O Brasil tem 16 mil km de fronteiras terrestres e uma zona de influência direta que o Itamaraty chama de "entorno estratégico": Amazônia continental, Atlântico Sul, Cone Sul e países vizinhos. Essa área concentra desafios como tráfico transnacional, presença militar estrangeira, disputas por recursos naturais e pressões ambientais. Ao mesmo tempo, é onde o Brasil projeta seu poder — energia, infraestrutura, defesa e integração regional.
Enquanto o Brasil é a referência continental da região, a disputa geopolítica entre potências estrangeiras e tensões sobre fronteiras terrestres – lembrando o caso entre Venezuela e Guiana pela região de Essequibo – põem em risco a posição de liderança do país, sua soberania e a união de seus vizinhos latino-americanos. Ações coercitivas, como dos Estados Unidos sobre a Venezuela, desestabilizam o continente e põem o Brasil em estado de alerta para proteção de suas fronteiras.
No episódio desta quinta-feira (18) do Mundioka, podcast da Sputnik Brasil, o assunto é o entorno estratégico brasileiro e a multipolaridade atual dos países da América do Sul. Entrevistamos Guilherme Frizzera, mestre em ciências em integração da América Latina pela USP, doutor em relações internacionais pela UnB, professor e coordenador do curso de relações internacionais na Uninter.
Para Frizzera, a melhor maneira de o Brasil fortalecer o controle de suas fronteiras viria de três pontos principais. O primeiro seriam recursos financeiros para garantir sua segurança, com o professor ressaltando a necessidade de realocação de um aparato de defesa para a região fronteiriça brasileira.
No segundo ponto, o professor aponta um maior controle de Inteligência e reforço na cibersegurança. "Não apenas ter imagem de satélites, mas também ter softwares, algoritmos, inteligência artificial, para que pudesse interpretar aquelas imagens e fornecer uma resposta mais rápida e mais adequada".
E, no terceiro ponto, uma articulação envolvendo as Forças Armadas, a Polícia Federal, a Polícia Rodoviária Federal, o Ibama e os povos originários presentes nessas regiões em reposta à imensa fronteira brasileira e
à atuação de organizações criminosas que transitam muitas vezes livremente nas fronteiras.
Embora não haja perigo de perder territorialidade para vizinhos sul-americanos, o Brasil deve se preocupar com
os discursos de autoridades políticas que queiram transferir parte da soberania nacional a agentes externos, diz Frizzera, dando como exemplo os Estados Unidos e seu presidente, Donald Trump.
O podcast também entrevistou João Claúdio Pitillo, analista internacional, professor de história e pesquisador do Núcleo de Estudos das Américas (Nucleas) da Universidade do Estado do Rio de Janeiro (UERJ) e coordenador do projeto "Geoestratégia Estudos". Pitillo ressalta a dependência brasileira de equipamentos militares por parte da Europa, EUA e Israel, além de destacar que estes são os maiores competidores que o Brasil tem na esfera econômica e geopolítica.
"Nós precisamos imediatamente desenvolver um complexo industrial militar que nos atenda.
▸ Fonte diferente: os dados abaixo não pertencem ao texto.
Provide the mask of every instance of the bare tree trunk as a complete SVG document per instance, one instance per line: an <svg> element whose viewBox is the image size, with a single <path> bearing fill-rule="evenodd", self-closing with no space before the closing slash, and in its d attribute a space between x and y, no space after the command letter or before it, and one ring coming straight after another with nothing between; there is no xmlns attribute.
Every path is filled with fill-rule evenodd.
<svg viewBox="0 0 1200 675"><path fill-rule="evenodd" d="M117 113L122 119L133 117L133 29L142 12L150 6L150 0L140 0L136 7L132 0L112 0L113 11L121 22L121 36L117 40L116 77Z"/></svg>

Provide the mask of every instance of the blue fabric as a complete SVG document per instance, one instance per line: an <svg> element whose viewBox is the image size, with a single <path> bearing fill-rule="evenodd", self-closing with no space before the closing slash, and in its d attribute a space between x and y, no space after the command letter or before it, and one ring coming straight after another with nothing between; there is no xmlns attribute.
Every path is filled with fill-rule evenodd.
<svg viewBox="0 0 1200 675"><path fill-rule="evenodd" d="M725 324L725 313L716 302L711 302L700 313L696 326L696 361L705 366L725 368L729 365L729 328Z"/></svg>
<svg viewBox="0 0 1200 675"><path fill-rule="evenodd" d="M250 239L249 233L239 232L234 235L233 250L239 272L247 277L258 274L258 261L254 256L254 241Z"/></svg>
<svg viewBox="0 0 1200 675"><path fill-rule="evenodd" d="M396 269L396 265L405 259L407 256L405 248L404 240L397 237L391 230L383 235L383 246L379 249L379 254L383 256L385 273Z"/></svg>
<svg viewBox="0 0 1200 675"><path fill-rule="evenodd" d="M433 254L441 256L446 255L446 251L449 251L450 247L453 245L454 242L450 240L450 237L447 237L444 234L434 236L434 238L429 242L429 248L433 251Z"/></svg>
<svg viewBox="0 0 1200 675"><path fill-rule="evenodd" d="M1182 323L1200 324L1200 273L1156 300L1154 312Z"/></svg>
E mais: o Brasil tem capacidade para fornecer esses equipamentos para a América Latina e para a África. Por quê? Nós conseguiríamos produzir coisas boas, de qualidade a nível referência, num preço muito menor do que essas grandes potências", explica Pitillo. "Nós temos já o know-how na área industrial, temos matéria-prima e temos mão de obra sobrando para esse tipo de coisa. Então, você pega as universidades, pega as Forças Armadas e cria aí as chamadas 'joint ventures', entre as universidades, empresas públicas e as forças armadas, começa a fabricar isso, vende aqui para os nossos vizinhos, vende para os nossos irmãos africanos, faz caixa e cria um produto nosso."
O professor pontua que o Brasil "
parou de pensar estrategicamente" após o golpe de Estado de 1964 para instauração da ditadura militar brasileira. Segundo ele, o país tem como doutrina de defesa nacional o vigiamento de organizações criminosas do tráfico de drogas enquanto, na sua percepção, deveria se preparar para Estados estrangeiros, como Estados Unidos, França e Reino Unido. Pitillo pontua
a natureza colonialista desses países, incluindo as ações hostis dos Estados Unidos como
confisco do petróleo venezuelano no Caribe.